Machine-generated data is information automatically generated by a computer process, application, or other mechanism without the active intervention of a human. While the term dates back over fifty years, there is some current indecision as to the scope of the term. Monash Research's Curt Monash defines it as "data that was produced entirely by machines OR data that is more about observing humans than recording their choices." Meanwhile, Daniel Abadi, CS Professor at Yale, proposes a narrower definition, "Machine-generated data is data that is generated as a result of a decision of an independent computational agent or a measurement of an event that is not caused by a human action." Regardless of definition differences, both exclude data manually entered by a person. Machine-generated data crosses all industry sectors. Often and increasingly, humans are unaware their actions are generating the data.
Relevance
Machine-generated data has no single form; rather, the type, format, metadata, and frequency respond to some particular business purpose. Machines often create it on a defined time schedule or in response to a state change, action, transaction, or other event.
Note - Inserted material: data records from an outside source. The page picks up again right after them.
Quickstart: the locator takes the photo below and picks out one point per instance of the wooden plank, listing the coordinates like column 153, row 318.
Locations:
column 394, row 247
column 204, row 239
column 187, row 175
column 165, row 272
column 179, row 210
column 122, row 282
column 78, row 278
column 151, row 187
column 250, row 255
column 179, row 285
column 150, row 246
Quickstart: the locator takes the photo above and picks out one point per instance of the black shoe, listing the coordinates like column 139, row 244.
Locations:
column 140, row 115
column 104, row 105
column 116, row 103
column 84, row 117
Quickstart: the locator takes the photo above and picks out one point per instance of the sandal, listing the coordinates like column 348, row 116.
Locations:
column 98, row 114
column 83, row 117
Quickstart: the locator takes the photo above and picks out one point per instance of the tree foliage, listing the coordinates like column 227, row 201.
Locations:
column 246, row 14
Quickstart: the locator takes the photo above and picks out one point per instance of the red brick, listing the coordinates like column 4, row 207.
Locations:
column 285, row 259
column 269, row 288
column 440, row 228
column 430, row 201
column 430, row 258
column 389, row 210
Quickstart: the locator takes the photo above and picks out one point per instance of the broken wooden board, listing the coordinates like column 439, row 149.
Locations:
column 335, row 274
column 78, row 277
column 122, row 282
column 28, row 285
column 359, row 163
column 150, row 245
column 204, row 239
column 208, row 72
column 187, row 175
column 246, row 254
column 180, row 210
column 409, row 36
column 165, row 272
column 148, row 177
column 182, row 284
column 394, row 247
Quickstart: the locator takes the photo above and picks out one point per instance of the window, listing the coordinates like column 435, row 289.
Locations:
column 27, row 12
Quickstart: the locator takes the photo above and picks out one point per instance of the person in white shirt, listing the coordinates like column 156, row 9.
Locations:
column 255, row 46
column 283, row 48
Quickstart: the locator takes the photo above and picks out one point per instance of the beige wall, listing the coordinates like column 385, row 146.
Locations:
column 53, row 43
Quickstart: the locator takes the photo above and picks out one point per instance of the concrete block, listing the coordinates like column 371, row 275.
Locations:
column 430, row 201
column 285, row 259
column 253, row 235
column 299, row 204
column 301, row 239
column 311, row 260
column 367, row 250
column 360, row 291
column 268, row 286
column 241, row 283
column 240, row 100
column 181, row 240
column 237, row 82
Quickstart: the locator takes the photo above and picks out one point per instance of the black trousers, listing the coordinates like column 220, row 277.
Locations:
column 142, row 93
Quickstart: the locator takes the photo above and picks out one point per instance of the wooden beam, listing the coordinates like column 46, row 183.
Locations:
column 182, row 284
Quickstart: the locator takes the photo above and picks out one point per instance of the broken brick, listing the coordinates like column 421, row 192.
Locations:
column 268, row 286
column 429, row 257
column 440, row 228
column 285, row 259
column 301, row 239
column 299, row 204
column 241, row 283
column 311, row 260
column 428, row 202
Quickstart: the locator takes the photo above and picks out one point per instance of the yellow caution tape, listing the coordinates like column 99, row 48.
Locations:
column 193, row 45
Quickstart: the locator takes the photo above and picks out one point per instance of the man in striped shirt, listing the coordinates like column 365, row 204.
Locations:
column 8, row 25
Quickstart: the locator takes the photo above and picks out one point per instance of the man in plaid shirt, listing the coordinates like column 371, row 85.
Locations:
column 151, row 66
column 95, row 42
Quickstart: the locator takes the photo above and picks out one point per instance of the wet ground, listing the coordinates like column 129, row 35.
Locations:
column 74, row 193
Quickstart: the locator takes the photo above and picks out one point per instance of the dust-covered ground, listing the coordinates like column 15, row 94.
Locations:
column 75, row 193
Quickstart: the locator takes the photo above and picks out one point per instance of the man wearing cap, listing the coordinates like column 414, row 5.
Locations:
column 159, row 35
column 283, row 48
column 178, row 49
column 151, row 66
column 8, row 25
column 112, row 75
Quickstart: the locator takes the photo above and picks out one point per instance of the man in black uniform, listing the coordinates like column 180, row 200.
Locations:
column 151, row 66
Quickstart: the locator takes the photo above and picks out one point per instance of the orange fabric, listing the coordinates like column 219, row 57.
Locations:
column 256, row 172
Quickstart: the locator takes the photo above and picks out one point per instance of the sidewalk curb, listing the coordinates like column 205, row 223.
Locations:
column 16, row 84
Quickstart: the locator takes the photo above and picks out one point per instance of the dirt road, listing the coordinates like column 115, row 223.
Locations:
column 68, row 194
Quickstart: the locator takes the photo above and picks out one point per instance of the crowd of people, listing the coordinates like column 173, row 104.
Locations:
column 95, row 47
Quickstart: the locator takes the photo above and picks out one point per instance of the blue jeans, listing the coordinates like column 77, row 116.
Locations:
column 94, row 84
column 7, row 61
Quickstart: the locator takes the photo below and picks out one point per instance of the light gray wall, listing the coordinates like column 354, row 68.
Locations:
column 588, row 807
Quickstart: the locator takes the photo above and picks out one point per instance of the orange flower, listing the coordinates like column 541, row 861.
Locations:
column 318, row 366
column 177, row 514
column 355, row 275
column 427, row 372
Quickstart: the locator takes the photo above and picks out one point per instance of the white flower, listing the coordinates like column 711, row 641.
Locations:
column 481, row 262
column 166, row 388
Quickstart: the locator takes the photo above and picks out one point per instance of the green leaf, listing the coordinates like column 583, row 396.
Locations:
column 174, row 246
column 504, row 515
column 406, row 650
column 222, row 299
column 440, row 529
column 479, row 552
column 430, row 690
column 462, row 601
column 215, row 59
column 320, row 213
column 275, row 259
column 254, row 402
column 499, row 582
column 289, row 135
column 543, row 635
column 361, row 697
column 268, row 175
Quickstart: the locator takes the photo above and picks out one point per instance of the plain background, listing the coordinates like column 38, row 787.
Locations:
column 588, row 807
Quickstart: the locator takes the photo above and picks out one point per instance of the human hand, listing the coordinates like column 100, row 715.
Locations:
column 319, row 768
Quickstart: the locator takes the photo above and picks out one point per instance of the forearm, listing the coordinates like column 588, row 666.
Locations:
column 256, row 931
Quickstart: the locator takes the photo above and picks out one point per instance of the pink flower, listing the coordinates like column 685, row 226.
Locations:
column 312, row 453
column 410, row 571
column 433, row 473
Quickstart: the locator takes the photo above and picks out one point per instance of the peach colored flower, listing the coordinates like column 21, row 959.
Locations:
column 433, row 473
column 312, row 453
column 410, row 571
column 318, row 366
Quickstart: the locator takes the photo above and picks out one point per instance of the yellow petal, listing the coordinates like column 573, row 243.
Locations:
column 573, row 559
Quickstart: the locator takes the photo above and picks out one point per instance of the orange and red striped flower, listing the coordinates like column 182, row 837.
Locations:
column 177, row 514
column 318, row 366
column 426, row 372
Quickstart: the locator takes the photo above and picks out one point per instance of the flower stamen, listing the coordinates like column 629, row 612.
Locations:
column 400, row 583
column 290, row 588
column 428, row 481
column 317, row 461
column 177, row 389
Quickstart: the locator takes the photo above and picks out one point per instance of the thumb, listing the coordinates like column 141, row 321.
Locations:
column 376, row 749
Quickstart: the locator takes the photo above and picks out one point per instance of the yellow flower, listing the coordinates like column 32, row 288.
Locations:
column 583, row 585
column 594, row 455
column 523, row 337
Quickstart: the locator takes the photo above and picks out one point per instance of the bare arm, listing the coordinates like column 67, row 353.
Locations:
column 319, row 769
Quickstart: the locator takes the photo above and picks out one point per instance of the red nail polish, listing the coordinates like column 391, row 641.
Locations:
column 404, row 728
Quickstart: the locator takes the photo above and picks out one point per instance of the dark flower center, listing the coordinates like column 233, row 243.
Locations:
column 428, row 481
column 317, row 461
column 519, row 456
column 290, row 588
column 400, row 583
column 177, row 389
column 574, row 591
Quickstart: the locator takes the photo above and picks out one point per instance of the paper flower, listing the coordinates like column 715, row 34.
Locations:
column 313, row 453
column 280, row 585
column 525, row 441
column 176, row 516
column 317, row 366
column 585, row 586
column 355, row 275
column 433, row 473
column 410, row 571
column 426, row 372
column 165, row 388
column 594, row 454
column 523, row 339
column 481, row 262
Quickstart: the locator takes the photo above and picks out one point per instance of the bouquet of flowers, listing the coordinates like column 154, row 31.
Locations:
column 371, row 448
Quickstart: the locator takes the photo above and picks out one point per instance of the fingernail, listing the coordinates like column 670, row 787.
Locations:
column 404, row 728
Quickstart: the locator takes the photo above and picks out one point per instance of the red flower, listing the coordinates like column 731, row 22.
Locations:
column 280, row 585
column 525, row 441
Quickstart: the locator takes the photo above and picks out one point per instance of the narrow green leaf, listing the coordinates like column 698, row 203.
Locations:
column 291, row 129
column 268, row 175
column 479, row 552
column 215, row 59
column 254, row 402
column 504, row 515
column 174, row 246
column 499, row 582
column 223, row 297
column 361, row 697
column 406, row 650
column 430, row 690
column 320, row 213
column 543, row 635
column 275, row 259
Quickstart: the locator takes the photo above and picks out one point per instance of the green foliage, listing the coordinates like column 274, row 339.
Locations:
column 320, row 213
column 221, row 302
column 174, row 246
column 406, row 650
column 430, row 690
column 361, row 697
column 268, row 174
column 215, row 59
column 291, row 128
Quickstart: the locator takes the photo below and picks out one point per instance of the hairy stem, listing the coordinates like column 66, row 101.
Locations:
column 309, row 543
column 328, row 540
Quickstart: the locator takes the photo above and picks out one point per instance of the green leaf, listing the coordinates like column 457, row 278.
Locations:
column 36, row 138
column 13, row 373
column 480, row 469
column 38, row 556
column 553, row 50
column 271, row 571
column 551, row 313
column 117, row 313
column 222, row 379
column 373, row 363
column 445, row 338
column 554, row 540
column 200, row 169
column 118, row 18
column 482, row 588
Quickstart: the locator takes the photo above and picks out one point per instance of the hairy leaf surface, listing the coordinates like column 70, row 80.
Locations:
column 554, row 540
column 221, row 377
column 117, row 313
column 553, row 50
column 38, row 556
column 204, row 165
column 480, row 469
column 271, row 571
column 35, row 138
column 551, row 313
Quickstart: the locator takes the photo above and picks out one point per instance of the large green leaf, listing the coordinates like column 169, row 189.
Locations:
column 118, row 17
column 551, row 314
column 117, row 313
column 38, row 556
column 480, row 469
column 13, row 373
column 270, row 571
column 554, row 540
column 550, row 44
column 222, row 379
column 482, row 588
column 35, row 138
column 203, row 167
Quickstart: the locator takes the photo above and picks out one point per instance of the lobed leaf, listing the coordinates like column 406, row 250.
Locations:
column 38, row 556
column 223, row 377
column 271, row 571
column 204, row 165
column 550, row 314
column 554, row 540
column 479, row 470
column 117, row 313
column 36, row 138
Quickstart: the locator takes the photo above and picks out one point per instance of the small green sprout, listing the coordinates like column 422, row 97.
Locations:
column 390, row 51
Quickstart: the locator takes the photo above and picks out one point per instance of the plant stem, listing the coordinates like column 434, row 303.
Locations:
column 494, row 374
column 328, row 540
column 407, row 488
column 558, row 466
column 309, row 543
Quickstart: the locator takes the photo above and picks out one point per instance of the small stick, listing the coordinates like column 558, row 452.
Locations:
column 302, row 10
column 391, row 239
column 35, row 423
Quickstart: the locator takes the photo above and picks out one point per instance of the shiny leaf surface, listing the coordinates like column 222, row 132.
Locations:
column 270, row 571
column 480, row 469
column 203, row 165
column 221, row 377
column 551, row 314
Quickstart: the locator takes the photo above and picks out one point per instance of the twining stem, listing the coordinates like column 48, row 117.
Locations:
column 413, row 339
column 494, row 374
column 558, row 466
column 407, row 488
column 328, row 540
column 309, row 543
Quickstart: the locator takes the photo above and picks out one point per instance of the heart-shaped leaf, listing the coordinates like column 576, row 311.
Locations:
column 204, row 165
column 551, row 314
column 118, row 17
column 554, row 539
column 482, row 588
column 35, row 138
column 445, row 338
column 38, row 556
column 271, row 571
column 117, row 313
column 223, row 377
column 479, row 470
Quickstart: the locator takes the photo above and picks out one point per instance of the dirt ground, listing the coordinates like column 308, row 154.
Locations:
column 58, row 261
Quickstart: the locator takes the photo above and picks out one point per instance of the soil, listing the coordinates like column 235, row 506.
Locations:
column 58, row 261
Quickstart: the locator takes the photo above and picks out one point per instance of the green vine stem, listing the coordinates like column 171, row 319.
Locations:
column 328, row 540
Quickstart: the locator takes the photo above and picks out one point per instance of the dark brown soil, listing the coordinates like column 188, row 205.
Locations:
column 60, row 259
Since the event is historical, the data is not prone to be updated or modified. Partly because of this quality, the U.S. court systems consider machine-generated data as highly reliable. Machine-generated data is the lifeblood of the Internet of Things.
Growth
In 2009, Gartner published that data will grow by 650% over the following five years. Most of the growth in data is the byproduct of machine-generated data. IDC estimated that in 2020, there will be 26 times more connected things than people. Wikibon issued a forecast of $514 billion to be spent on the Industrial Internet in 2020.
Processing
Given the fairly static yet voluminous nature of machine-generated data, data owners rely on highly scalable tools to process and analyze the resulting dataset. Almost all machine-generated data is unstructured but then derived into a common structure. Typically, these derived structures contain many data points/columns. With these data points, the challenge lies mostly with analyzing the data. Given high performance requirements along with large data sizes, traditional database indexing and partitioning limits the size and history of the dataset for processing. Alternative approaches exist with columnar databases as only particular "columns" of the dataset would be accessed during particular analysis.